For the Taipei store, Apple has commissioned something more elaborate—a 75-metern wide (250 feet) artwork made in the style of Chinese paper-cutting, surrounding the as-yet-unopened store’s periphery in Taipei 101, a major shopping center.
The artwork was designed by Yang Shiyi, a Taipei-based artist who specializes in the ancient art form. It depicts a banyan tree surrounded by various creatures, including black bears, leopard cats, and owls, all common to the island. Of course, some of them are perched atop branches whilst tapping away at Apple products.
“For me, trees are structures of life, but they don’t just take up space—they are spaces for innovation. As they mature, they give people a space to congregate and exchange ideas.
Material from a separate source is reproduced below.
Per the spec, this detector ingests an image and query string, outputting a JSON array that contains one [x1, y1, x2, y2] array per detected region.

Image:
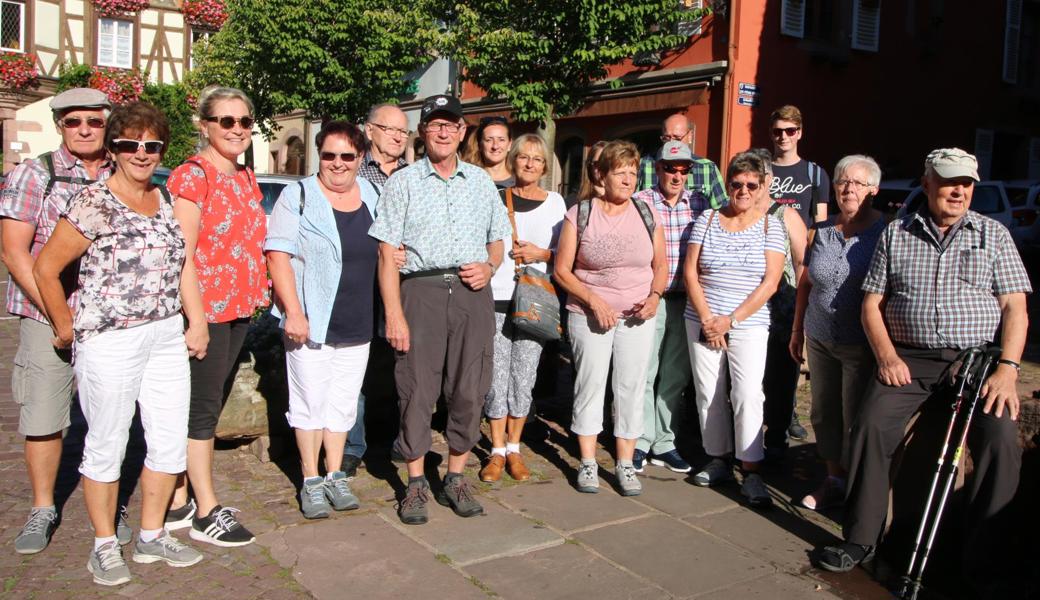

And Apple store’s aren’t just places to sell products, they provide spaces for classes and activities. The ideals are very similar,” he tells Quartz.
Yang says that Apple contacted him in late March, and that the piece took three months to create. In order to finish the project in such a short time-span, he worked with over 100 people to manage the design, cutting, and lighting. Since paper is too delicate for such a massive structure, Yang used fabric as the piece’s material. The entire piece was cut by hand, using X-acto knives.
Paper-cutting dates back to second-century CE in China. For centuries, it has been a common folk art, with pieces adorning households during holidays like Chinese New Year. Often these works take the form of the Chinese characters for “luck” or “double happiness.”
Yang learned the art of paper cutting by traveling to China’s Shaanxi province and studying the craft. His says his work diverges from the form’s traditional mold, but not out of a desire to break artistic ground. Rather, it’s to ensure his pieces touch a chord.
“Paper-cutting dates back thousands of years and thousands of traditional designs have accumulated, but the visual vocabulary of modern people has gone through many changes, and traditional imagery won’t necessarily resonate. I always try to make my artwork have non-traditional designs, but the purpose isn’t innovation, it’s to communicate with people.”
Yang’s piece won’t remain inside the actual store once it opens. But he has released a set of iMessage stickers based on the concept.
Correction: An earlier draft of this piece stated the Taipei store is Apple’s 496th worldwide, it is the 497th.